California has a stake in a sprawling public lands package moving through the Senate, including controversial water provisions that don’t even name the state.
The package includes expanding one national historic site honoring famed conservationist John Muir and designating a new historic site at the former Tule Lake camp that housed Japanese-Americans during World War II. Both proposals easily won approval Wednesday from a Senate panel.
A Western water bill inevitably is proving far trickier, squeaking through the Senate Energy and Natural Resources Committee on a 12-10 vote and facing an uncertain future.
“Western water issues are always difficult because scarce water is vital for so many competing purposes,” acknowledged Republican Sen. Lisa Murkowski of Alaska, the chair of the Senate committee, adding that “California, in particular, continues to grapple with its water issues.”
The word “California” only appears three times in the 142-page Western water bill approved Thursday along with 42 other public lands and resource measures now heading for the Senate floor. The water bill’s provisions, offered by Republican Sen. Jeff Flake of Arizona, potentially apply throughout the West.
Flake cited the “drought situation in the West, and in Arizona” in advocating his bill.
The language, though, also partially mirrors some found in ambitious California water legislation introduced in the House of Representatives by Rep. David Valadao, R-Hanford, and backed by the state’s entire Republican congressional delegation.
This legislation includes an extreme number of controversial provisions that are opposed by the administration...They are going to go nowhere, as far as our negotiations, and I don’t think they move us closer to solving our long-term water problems in the West. Sen. Maria Cantwell, D-Wash.
Both House and Senate bills, for instance, would anoint the federal Bureau of Reclamation as the lead agency in coordinating work on new water storage projects. Supporters think this would be efficient; critics fear the subordination of environmental concerns raised by agencies like the Fish and Wildlife Service.
Both bills also streamline the Bureau of Reclamation’s processes for studying new water projects. Supporters complain of endless hurdles that have delayed proposed storage projects like Temperance Flat on the San Joaquin River for years. Critics fear rushing crucial evaluations.
“We can’t solve water issues by starting a new round of water wars or by relying on old ways of doing business,” said Sen. Maria Cantwell, D-Wash., adding that some of the water language was “veto bait.”

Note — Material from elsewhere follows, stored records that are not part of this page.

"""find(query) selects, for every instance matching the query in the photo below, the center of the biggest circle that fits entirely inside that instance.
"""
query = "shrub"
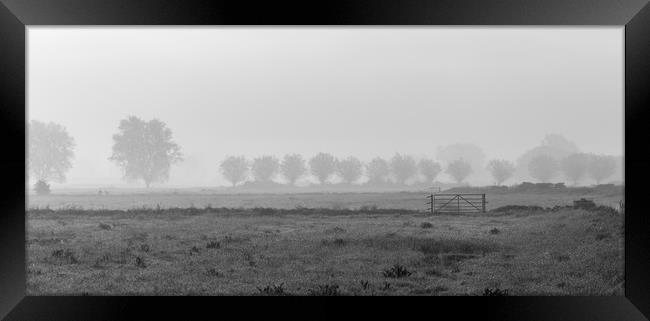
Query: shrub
(214, 272)
(66, 255)
(213, 245)
(42, 187)
(325, 290)
(139, 262)
(495, 292)
(105, 226)
(273, 290)
(396, 271)
(335, 242)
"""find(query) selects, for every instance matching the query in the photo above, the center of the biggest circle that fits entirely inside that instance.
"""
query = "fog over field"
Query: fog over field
(364, 92)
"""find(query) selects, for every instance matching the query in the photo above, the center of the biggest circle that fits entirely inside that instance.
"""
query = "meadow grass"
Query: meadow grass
(319, 252)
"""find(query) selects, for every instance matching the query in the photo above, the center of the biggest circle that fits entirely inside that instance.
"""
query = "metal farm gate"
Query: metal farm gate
(441, 203)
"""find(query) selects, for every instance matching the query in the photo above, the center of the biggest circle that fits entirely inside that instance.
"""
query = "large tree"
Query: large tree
(501, 170)
(145, 150)
(50, 149)
(265, 168)
(429, 169)
(543, 168)
(601, 167)
(322, 166)
(403, 168)
(292, 168)
(234, 169)
(377, 170)
(459, 169)
(575, 166)
(349, 169)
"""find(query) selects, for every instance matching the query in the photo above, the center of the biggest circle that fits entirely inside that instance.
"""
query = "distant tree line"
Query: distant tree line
(145, 151)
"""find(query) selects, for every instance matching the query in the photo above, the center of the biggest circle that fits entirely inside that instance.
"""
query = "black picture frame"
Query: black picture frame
(16, 15)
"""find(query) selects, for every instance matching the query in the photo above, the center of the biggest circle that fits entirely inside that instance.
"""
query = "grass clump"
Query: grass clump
(495, 292)
(396, 271)
(273, 290)
(139, 262)
(337, 242)
(214, 272)
(213, 245)
(325, 290)
(426, 225)
(66, 256)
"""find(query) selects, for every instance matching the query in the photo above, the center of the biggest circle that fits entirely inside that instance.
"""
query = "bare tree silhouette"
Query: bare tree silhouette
(145, 150)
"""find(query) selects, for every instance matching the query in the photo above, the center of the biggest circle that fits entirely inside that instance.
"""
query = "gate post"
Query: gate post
(483, 203)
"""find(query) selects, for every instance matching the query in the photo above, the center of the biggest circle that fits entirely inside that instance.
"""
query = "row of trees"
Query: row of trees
(324, 166)
(144, 150)
(575, 167)
(402, 168)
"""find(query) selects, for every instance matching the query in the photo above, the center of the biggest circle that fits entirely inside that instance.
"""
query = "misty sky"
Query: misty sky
(355, 91)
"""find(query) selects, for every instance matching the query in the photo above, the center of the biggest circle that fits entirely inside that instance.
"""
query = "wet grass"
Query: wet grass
(324, 252)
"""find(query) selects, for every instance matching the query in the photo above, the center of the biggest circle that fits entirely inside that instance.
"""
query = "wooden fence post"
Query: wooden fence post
(483, 203)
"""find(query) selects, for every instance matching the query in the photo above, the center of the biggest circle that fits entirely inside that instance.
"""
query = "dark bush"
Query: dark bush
(426, 225)
(213, 245)
(66, 255)
(584, 204)
(42, 187)
(214, 272)
(273, 290)
(495, 292)
(396, 271)
(139, 262)
(325, 290)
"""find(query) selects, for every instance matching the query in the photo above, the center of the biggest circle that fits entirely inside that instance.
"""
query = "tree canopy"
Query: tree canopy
(501, 170)
(265, 168)
(293, 168)
(145, 150)
(403, 168)
(377, 170)
(543, 167)
(459, 169)
(349, 169)
(50, 149)
(234, 169)
(429, 169)
(322, 166)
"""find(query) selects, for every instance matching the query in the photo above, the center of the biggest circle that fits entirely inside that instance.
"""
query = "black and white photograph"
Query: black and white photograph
(325, 161)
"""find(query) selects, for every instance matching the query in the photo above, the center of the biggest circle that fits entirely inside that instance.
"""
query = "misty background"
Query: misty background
(364, 92)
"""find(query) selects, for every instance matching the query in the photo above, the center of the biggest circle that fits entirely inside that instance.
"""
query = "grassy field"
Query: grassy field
(322, 252)
(402, 200)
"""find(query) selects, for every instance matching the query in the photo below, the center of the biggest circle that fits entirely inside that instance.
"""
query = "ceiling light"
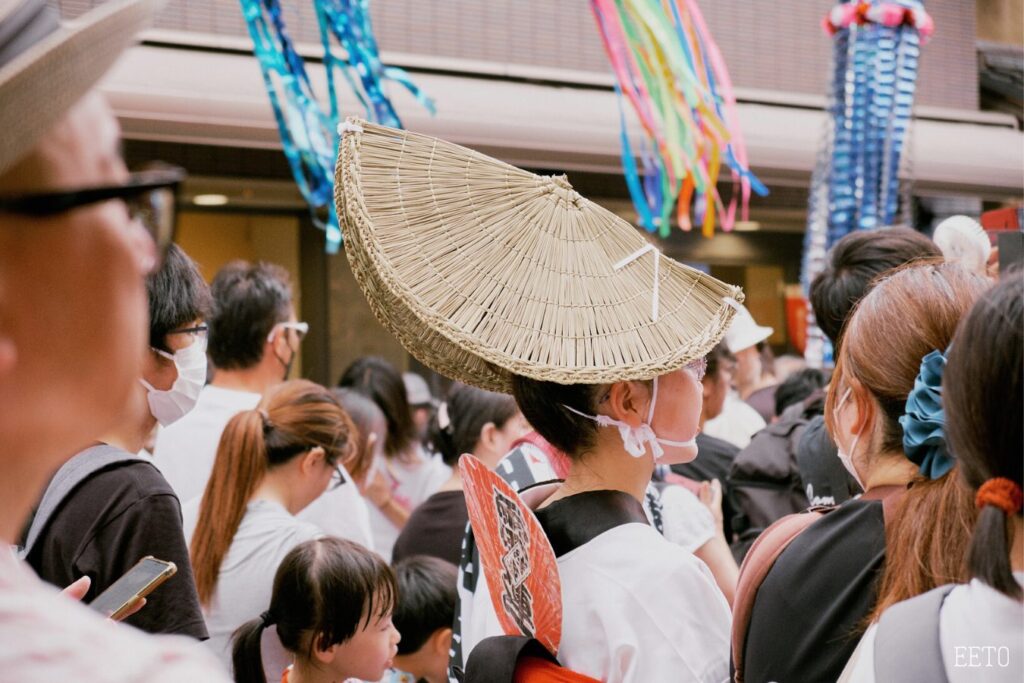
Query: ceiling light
(210, 200)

Cantwell is the senior Democrat on the Energy and Natural Resources Committee, and has by all accounts a good working relationship with Murkowski, the panel’s chair. Hinting at the possibility of future Western water negotiations, Cantwell acknowledged “these are issues that are not going away.”
The House, acting the day after the Senate committee, further pushed the water issue along by approving on a largely party-line 231-196 vote a $32.1 billion Interior Department and Forest Service funding bill that includes large portions of Valadao’s California water bill.
The Obama administration has threatened a presidential veto of the Interior bill, whose provisions include stopping funding for an ambitious San Joaquin River restoration program and authorizing the “operational flexibility” that would direct more water to San Joaquin Valley farms.
“Regardless of attempts made by Democrats to evade addressing our water crisis . . . I will continue to pursue every single legislative avenue available until my constituents have the water they so desperately need,” Valadao said in a statement following the House vote.
In contrast to the partisanship infecting California water issues, the modest public lands bills approved by the Senate committee Thursday incited lower-key debate.
Liberal Democratic Sen. Barbara Boxer and conservative Republican Rep. Doug LaMalfa of California, for instance, have introduced bills to designate the former Tule Lake Segregation Center in remote Modoc County as a national historic site.
Tule Lake was the largest of 10 camps run by the War Relocation Authority following President Franklin Delano Roosevelt’s issuance of Executive Order 9066, and at its peak housed 18,700 Japanese-Americans.
Boxer’s version of the Tule Lake bill differs in some respects from LaMalfa’s but it still won voice-vote approval from the Republican-controlled Senate committee Wednesday, as did a bill by Rep. Mark DeSaulnier, D-Calif., to add 44 acres to the John Muir National Historic Site in Martinez.
Muir, famed for his role in establishing Yosemite National Park, lived in the Martinez home from 1890 to his death in 1914.